O P I N I O N
On Easter morning, 2021, as we motored South down a nearly empty Route 101, my daughter asked, “Is the tree like one of these by the road, daddy, how will we find it?”
“It’s so much older, baby,” I said. “We’ll know it when we see it. It will be unlike any tree we’ve ever seen.”
We were on a pilgrimage, a sacred quest, seeking last-minute grace and connection on a day of rebirth. In less than 24 hours, a 250-year-old sugar maple – a creature born before America had presidents and the oldest known of its kind in our country – would come down. The grand tree was barely living now. Since the 1950s, the property owners had cared for the tree, never tapping it for sap, never allowing it to be cored. But a recent wind storm proved too much for the old one. She had decided on her own that her time had come.
I wanted my daughter to stand in the shadow of an ancient, the least we could do to give back to a creature that had given so much.
The tree was known as the Old Lady of Kensington, planted around 1780 when an addition was built on the old farmhouse that still stands. The Old Lady had a smaller, but still old sister Maple standing sentinel on the other side of the doorway.
The tree was listed as a national champion. But her record would fall, in just a few hours. My daughter happily scribbled in her field journal as we drove – a roadside tree, a motorcycle crossing sign, a water tower. She planned on drawing a picture of the Old Lady.
Since it had been announced that the tree would come down, her impending fate had made national headlines. The owners, who for decades had employed an arborist to take care of the tree, had been swamped with requests for pieces of wood. Carpenters. Bowl makers. Chainsaw artists. Gardeners looking for seeds.
The owners, only half-joking, asked reporters why all those people wanting parts of the tree now didn’t want to help when the tree was alive. Indeed.
What were we trying to do here? What was I trying to preserve?
Walt Whitman suggested that trees offer humans “reflections of a richer variety” than mere shadows or mirrors. He meant, I think, reflections of ourselves; connection to our ancestors and to child-selves, testing our limits in a tree’s branches. Shade. Wildlife. A sense of Earthly delight. Can a mere wooden bowl reflect immortality?
Most likely not. But here we are, strangers, grasping for connection.
The Old Lady was impossible to miss. Her primary branch – the one cracked in the recent storm – was the diameter of a refrigerator. Reports placed the girth of the tree at 21 feet around. My daughter stepped up to the trunk and leaned all the way back, trying to capture the top in her eyeline, imagining that perhaps Jack would show up any moment, pursued by a frightful giant. She plucked a two-inch slice of bark off the ground and tucked it into her pocket. Even she, especially she, needed a token.
After a few minutes, she sat on the stone stoop near the road and began to draw. Perhaps a poet, perhaps Whitman, could reflect in this moment about an exchange of memory, on the wise ancient one on its deathbed being captured one last time by the pure of heart. That’s not for me, though.

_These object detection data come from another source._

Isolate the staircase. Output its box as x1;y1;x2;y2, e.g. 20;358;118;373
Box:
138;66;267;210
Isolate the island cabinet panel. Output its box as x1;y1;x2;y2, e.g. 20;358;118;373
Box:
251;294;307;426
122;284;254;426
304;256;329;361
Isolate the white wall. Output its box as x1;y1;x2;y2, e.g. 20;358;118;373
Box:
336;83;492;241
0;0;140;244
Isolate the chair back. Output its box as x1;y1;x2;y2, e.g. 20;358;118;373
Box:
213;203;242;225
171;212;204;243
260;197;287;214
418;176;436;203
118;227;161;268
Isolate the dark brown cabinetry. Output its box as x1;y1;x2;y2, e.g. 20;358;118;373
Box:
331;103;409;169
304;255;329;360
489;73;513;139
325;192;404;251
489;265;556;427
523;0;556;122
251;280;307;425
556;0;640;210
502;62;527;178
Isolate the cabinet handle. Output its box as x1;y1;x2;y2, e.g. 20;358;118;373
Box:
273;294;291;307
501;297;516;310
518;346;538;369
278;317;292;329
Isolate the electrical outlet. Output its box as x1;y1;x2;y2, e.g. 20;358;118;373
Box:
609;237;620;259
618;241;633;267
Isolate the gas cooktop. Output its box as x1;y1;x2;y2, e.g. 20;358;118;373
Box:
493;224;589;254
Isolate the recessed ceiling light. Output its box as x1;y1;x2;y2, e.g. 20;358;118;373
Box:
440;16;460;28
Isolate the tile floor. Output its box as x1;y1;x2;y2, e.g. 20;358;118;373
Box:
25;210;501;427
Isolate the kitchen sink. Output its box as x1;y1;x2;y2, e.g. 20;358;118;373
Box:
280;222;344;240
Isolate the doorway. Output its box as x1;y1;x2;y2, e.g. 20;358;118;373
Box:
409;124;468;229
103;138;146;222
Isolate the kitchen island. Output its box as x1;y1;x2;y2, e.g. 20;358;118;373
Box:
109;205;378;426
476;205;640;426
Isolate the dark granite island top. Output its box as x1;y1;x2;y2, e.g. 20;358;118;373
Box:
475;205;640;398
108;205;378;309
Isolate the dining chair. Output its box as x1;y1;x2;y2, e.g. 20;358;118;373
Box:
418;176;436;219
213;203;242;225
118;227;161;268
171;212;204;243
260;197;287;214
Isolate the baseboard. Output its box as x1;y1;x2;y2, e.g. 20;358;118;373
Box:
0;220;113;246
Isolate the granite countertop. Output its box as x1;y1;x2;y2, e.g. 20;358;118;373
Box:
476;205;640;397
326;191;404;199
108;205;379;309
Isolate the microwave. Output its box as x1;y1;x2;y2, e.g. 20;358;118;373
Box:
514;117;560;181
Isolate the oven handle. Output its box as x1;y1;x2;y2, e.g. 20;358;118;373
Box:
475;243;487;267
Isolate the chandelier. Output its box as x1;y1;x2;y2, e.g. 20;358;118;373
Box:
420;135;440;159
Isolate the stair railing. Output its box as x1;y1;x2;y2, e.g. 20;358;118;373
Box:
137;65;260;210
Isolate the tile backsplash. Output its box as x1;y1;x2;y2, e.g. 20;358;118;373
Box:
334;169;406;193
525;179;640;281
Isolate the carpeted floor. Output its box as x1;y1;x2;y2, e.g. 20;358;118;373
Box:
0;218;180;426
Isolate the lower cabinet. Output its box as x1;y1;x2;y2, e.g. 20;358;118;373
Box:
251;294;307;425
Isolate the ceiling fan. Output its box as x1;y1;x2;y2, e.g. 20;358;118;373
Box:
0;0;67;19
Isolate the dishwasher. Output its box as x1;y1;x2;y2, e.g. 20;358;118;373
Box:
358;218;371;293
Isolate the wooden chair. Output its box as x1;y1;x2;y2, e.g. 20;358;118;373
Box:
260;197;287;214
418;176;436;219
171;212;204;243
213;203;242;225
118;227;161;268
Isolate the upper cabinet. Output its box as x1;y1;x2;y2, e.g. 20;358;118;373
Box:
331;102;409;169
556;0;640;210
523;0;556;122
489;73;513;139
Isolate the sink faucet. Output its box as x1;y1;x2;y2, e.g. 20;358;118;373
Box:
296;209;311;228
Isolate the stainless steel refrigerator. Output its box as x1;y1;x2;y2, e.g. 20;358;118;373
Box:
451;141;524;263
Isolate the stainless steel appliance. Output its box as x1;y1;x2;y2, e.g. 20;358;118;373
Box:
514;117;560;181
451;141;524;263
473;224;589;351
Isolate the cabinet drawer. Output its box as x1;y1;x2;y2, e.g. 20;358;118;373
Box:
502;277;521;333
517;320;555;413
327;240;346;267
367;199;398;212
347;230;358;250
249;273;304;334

I gave Little Bean space, resisting the urge to look over her shoulder. I didn’t want to bear witness to the process of the old life now being preserved in ink and on paper. This was between them.
While my daughter drew, I chatted with a man walking by with his daughter in a stroller. A handful of people stopped by and a few cars rolled slowly down the road in front; pilgrims all, coming to pay their respects. The man held his phone up to take a picture and I asked him if he wanted me to ask my daughter to move.
“Oh no,” he said. “I actually like her in the shot. If that’s ok with you.”
It was and I understood.
“All set, daddy.” My daughter was holding her journal open to her drawing. In her vision, the sugar maple was young and sported an explosion of bushy leaves. Not a crack in sight.
“That’s beautiful, baby.”
We turned to look at the Old Lady once more, the afternoon gloaming played smartly off her worn bark.
“Goodbye tree,” I said.
“Goodbye tree,” my daughter said. She closed her journal and handed it to me, her assistant. I tucked it into my back pocket.
We move through life like the centuries of wind that has ruffled the tree’s branches. We move on, but we remember. We celebrate. We plant again.